Squaring of the hand
What may be seen in the knee of an OA patient?
Osteophytes Effusions Crepitus Restriction of movement Genu varus Valgus deformities Bakers cyst
What may be seen in the hip of an OA patient?
Pain in groin or radiating to knee
Pain in hip from lower back
Restricted hip movements
What may be seen in the spine of an OA patient?
Cervical - pain and restriction of neck movement
Lumbar - Pain on standing or walking for some time
Spinal stenosis
How is OA diagnosed?
Clinical + Radiological
- Loss of joint space
- Subchondral sclerosis
- Subchondral cysts
- Osteophytes
What are the categories for the Kellgren-Lawrence Radiographic grading scale of osteoarthritis?
Grade 0 - No radiographic findings of OA
Grade 1 - Minute osteophytes of doubtful significance
Grade 2 - Definitive osteophytes with unimpaired joint space
Grade 3 - Definitive osteophytes with moderate joint space narrowing
Grade 4 - Definitive osteophytes with severe joint space narrowing and subchondral sclerosis
Do symptoms of OA tend to improve?
Yes - not fully however
What is the non-pharmacological management of OA?
Explanation - not because of normal use
Physiotherapy - Muscle strengthening
Common sense measures - weight loss, exercise, trainers, walking stick, insoles
What is the pharmacological management of OA?

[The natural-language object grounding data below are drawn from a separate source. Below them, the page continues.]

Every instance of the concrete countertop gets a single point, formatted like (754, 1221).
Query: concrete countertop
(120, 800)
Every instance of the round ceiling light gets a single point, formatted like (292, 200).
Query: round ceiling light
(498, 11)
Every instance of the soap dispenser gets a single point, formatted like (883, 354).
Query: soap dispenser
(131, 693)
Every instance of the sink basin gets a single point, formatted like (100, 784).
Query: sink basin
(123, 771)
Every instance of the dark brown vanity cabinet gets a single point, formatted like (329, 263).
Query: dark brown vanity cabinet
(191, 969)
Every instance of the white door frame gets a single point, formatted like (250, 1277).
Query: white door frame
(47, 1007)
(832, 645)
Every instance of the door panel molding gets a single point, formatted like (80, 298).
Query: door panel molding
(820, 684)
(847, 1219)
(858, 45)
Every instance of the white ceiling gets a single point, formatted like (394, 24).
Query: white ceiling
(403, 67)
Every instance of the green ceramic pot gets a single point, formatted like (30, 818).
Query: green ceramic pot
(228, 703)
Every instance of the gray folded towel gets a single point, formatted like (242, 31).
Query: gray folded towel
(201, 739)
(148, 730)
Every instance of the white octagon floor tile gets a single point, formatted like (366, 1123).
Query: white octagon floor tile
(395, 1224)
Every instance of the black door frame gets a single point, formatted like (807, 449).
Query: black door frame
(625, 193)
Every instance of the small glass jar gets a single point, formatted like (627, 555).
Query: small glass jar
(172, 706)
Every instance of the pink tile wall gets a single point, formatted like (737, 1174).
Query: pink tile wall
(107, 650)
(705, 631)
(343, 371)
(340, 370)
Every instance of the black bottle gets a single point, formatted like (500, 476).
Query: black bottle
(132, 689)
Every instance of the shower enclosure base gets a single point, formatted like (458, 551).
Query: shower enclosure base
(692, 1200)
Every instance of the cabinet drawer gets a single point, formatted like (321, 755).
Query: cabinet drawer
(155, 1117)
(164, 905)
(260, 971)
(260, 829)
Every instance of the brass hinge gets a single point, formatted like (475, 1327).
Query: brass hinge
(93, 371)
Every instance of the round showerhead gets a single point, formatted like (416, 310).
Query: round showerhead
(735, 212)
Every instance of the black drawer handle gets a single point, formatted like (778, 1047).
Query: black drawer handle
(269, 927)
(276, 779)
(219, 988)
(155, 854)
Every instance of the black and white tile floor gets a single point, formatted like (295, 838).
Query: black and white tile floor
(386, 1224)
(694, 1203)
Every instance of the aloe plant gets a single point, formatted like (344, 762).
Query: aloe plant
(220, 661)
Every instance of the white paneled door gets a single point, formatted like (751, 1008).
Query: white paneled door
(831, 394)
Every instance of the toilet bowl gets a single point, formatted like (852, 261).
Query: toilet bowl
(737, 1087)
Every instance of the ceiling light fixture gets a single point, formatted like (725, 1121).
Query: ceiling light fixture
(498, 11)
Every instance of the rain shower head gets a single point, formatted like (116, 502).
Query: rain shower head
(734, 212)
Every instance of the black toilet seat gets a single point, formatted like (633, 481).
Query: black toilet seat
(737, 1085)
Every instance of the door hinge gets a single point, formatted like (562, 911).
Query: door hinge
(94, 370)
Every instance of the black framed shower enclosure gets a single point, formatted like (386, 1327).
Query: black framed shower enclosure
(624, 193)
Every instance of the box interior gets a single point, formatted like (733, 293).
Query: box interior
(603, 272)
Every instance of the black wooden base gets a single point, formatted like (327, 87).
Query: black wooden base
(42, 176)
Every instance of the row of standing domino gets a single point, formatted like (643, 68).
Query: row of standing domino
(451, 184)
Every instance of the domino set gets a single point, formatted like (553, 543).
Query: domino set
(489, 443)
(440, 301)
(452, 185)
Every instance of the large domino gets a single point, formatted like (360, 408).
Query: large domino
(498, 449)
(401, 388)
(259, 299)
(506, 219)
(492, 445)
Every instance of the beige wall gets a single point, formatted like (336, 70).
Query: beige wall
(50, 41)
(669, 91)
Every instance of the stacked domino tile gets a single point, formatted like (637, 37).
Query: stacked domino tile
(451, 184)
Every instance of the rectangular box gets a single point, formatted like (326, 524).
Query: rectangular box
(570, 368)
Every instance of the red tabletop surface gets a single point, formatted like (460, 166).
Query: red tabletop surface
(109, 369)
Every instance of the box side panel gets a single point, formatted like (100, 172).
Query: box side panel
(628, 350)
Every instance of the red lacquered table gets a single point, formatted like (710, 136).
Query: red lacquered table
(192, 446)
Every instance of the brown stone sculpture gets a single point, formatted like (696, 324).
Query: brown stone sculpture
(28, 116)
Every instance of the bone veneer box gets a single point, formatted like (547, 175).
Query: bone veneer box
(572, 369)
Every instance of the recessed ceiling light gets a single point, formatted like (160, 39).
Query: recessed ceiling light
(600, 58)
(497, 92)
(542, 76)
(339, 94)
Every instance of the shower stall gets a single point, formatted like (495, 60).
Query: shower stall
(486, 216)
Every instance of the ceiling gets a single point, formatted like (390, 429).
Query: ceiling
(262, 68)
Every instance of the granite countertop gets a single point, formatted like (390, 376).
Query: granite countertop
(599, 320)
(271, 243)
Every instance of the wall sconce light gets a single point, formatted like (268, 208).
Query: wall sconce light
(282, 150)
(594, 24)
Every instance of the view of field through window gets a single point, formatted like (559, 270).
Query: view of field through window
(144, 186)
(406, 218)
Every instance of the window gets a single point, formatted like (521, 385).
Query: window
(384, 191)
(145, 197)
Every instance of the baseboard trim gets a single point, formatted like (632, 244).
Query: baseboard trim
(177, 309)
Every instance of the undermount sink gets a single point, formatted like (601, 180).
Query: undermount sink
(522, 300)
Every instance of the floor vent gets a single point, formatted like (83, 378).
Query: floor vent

Analgesia - Paracetamol, compound analgesics, topical analgesia
NSAIDs - topical/systemic, may give additional symptomatic relief, consider risk/benefit ratio
Pain modulators - Tricyclics (amitriptyline, anti-convulsants)
Intra-articular - steroids
What is the surgical management of OA?
Arthroscopic washout, loose body, soft tissue trimming
Joint replacement
What is gout?
Inflammation in the joint triggered by uric acid crystals
What two factors contribute to purine levels?
Diet
DNA/RNA
What can lead to increased uric acid levels?